Producers, studio heads, and top executives of Bollywood felt that the business model of Bollywood needs a correction, starting with the actors’ fee.
“The massive shifts and headwinds for the movie business now aren’t only in the theatrical market but also in the streaming space. The volume of content being acquired and values are deeply impacted. It is critical for all stakeholders in our value chain to be course and cost correct, “said Amrita Pandey, CEO, Junglee Pictures. “I think talent fees, among other costs, definitely need to be aligned with market realities where no longer is an opening weekend or a streaming fee guaranteed with an actor’s name or film scale.”

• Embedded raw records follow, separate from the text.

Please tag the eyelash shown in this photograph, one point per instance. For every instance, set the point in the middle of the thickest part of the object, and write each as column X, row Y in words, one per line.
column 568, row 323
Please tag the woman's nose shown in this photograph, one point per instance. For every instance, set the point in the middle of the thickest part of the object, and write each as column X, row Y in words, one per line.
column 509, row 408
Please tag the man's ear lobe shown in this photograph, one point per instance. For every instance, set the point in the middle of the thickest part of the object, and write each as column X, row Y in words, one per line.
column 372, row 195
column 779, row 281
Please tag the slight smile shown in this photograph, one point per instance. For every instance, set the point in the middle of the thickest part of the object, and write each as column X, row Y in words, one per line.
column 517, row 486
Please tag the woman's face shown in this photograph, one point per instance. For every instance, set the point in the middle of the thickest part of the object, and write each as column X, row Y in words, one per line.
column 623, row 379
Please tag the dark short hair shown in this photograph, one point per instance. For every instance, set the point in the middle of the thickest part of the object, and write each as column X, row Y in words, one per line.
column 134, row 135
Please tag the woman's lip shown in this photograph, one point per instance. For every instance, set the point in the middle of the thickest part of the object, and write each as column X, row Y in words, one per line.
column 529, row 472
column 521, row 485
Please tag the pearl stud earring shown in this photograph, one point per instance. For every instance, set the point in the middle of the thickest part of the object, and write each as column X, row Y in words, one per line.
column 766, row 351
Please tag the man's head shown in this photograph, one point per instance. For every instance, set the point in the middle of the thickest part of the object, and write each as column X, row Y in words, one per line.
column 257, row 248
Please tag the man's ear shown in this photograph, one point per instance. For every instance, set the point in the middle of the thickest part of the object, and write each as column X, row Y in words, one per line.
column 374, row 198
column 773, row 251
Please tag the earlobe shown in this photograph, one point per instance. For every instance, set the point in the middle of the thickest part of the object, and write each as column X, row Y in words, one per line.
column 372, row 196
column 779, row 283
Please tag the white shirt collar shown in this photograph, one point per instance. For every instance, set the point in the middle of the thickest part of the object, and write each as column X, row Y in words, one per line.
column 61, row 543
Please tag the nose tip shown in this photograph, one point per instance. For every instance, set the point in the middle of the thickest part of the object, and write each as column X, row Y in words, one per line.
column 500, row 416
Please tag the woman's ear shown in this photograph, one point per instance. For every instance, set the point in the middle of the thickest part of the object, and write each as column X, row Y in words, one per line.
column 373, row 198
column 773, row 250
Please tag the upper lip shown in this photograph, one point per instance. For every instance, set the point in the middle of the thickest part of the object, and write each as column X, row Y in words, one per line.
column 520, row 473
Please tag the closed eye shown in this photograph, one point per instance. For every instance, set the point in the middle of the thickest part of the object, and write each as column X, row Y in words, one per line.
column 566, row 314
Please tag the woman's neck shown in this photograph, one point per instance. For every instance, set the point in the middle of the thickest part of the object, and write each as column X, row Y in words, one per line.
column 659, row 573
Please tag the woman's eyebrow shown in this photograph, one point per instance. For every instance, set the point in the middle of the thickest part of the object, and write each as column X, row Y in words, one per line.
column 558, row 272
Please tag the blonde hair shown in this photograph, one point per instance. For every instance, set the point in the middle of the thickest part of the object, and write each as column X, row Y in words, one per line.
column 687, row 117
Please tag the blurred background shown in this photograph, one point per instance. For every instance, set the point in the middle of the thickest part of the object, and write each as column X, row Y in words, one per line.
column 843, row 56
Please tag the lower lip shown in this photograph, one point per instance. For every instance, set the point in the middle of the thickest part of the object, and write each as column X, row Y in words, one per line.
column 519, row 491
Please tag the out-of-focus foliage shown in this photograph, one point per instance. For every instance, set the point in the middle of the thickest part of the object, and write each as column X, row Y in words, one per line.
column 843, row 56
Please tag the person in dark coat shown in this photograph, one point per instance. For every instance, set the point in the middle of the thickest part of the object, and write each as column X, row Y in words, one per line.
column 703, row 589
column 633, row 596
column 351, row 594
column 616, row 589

“The Hindi film industry’s business model has gone for a toss,” said a top producer, who has produced over 50 films and a few web series. “The only way it will work is if the stars come down to earth. We have been talking about the rising cost of the stars for a decade now, but nothing has happened.”

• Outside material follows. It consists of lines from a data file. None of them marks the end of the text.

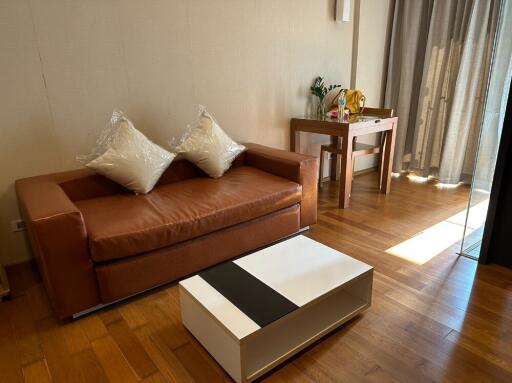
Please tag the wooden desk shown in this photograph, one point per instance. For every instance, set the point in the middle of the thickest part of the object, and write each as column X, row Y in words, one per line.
column 356, row 126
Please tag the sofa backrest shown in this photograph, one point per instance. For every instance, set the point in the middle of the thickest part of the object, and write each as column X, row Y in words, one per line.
column 94, row 186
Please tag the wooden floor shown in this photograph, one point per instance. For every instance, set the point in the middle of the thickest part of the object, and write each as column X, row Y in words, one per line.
column 442, row 321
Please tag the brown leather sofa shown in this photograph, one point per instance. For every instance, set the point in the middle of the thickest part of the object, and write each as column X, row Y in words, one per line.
column 95, row 242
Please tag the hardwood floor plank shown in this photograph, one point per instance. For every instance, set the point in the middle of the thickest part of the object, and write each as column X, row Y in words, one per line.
column 113, row 361
column 24, row 331
column 58, row 357
column 89, row 368
column 10, row 362
column 37, row 372
column 132, row 349
column 163, row 357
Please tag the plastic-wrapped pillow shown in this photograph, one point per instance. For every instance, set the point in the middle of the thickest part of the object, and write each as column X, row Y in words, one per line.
column 126, row 156
column 208, row 146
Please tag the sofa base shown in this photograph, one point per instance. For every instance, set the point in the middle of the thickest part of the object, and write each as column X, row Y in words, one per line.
column 121, row 279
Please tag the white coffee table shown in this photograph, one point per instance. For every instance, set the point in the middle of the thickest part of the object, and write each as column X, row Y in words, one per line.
column 257, row 311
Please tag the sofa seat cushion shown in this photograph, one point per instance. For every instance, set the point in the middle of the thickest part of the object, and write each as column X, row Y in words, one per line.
column 120, row 226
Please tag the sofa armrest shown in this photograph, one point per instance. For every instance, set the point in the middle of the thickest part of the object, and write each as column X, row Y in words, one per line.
column 59, row 242
column 296, row 167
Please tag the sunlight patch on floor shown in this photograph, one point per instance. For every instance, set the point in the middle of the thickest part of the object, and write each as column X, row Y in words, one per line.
column 432, row 241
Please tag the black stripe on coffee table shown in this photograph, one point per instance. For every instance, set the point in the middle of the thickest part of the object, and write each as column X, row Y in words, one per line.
column 254, row 298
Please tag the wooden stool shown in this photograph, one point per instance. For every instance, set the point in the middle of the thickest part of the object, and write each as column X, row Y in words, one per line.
column 359, row 149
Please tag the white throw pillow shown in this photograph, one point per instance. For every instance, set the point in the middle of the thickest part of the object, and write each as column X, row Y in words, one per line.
column 209, row 147
column 126, row 156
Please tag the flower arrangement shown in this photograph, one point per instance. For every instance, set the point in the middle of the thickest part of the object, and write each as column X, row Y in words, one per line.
column 320, row 90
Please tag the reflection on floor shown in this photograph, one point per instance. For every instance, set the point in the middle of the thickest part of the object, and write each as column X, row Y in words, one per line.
column 430, row 242
column 445, row 320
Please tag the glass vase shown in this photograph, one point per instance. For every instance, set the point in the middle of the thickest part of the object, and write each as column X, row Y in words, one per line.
column 320, row 109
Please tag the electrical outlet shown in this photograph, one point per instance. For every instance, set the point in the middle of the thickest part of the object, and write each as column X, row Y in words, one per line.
column 17, row 225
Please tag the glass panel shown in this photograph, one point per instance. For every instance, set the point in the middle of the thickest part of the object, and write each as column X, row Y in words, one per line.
column 494, row 113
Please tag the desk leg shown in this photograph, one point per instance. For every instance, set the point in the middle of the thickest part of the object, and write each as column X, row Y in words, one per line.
column 346, row 172
column 387, row 168
column 335, row 161
column 294, row 140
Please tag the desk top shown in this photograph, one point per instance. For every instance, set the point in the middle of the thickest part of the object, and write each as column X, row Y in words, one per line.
column 353, row 119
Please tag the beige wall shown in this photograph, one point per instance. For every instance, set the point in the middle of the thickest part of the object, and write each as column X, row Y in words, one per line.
column 66, row 64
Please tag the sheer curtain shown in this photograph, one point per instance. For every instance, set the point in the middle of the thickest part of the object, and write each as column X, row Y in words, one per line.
column 439, row 62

As per industry estimates, Akshay Kumar, who has had a series of flops—”Bell Bottom,” ‘Bachchhan Paandey,” and “Samrat Prithviraj”—is asking for Rs 117 crore per film, and reportedly has no dates till the end of this year.
The price for Shahrukh and Salman Khan, who charge some amount upfront and a share of the profit (backend), also comes close to Rs 100 crore each, while Aamir Khan is the only actor, who doesn’t charge any amount upfront but takes an 80% share of the profits.
Among other actors, Ranbir Kapoor and Ranveer Singh are charging around Rs 50–60 crore each, Kartik Aryan has increased his rate to up to Rs 40 crore, Shahid Kapoor is looking for Rs 35 crore, while Varun Dhawan is quoting Rs 30 crore per film.
“What is needed is a genuine course-correction, a fixing of the economy, and a re-calibration of priorities,” said Tanuj Garg, managing partner, Ellipsis Entertainment. “That’s something Ellipsis, as a content creator, is extremely mindful of, and that’s put us in good stead. Content and budgets need to be designed in a manner to enable everyone on the value chain to make money.”
Garg is the producer of films like ‘Ragini MMS’, ‘Looop Lapeta’, and ‘Tumhari Sulu’.
Many industry experts say that with the star’s prices going where they are, the Hindi film industry is already in deep trouble, without even considering the creative part of the business.
“Bigger producers are insulated so far because they can sell their films to OTT players, but with those players also looking at cutting costs and tightening belts, soon the legitimate producers will not have money to put into the films,” said the head of a large production house. “It’s a vicious circle. All the money is going into actors’ pockets and not coming back to the industry, making filmmaking an unviable business.
Some feel it’s not just the actors’ fee but the mismatch in the value-chain across the entire creative and distribution industry.
“We need an equitable distribution of risk and reward,” said a head of one of the top film studios. “Ultimately who in the value chain is paying for the movies – earlier it was satellite, now its OTT. The biggest paymasters now are DisneyStar, Viacom18, ZEE, Sony, Netflix, and Amazon. We have not created enough avenues. While theatrical, OTT, satellite, overseas and music rights are being monetized, what about the ancillary rights? Unlike the West, we have not created any franchises that can outlive film assets.”
Most of the experts pointed out that with digital players paying top dollars for film rights, satellite and theatrical revenue are going down.
“What we have done is shift or replace one revenue stream with another. The overall business needs to grow, the share of wallet of consumers needs to grow, “the executive added.
The studio head, as well as film producers, believe that Bollywood needs performance-linked compensation.
“Big stars are taken because of their fans and pull among audiences. An easy way could be to fix their fee at the first day’s box office collection. But there will always be some spoilers who will come in with the lure of glamour and money from the gutka business or the UK lottery and pay the actors whatever they ask for, “said the producer quoted above.
The studio head added that in the current system, most of the actors have no skin in the game. “Their fee should be linked to box office performance and viewership ratings on the TV premiere.”
As an industry, many feel that the most important thing is to grow the sum of parts, as it won’t serve any purpose if the overall pot remains the same.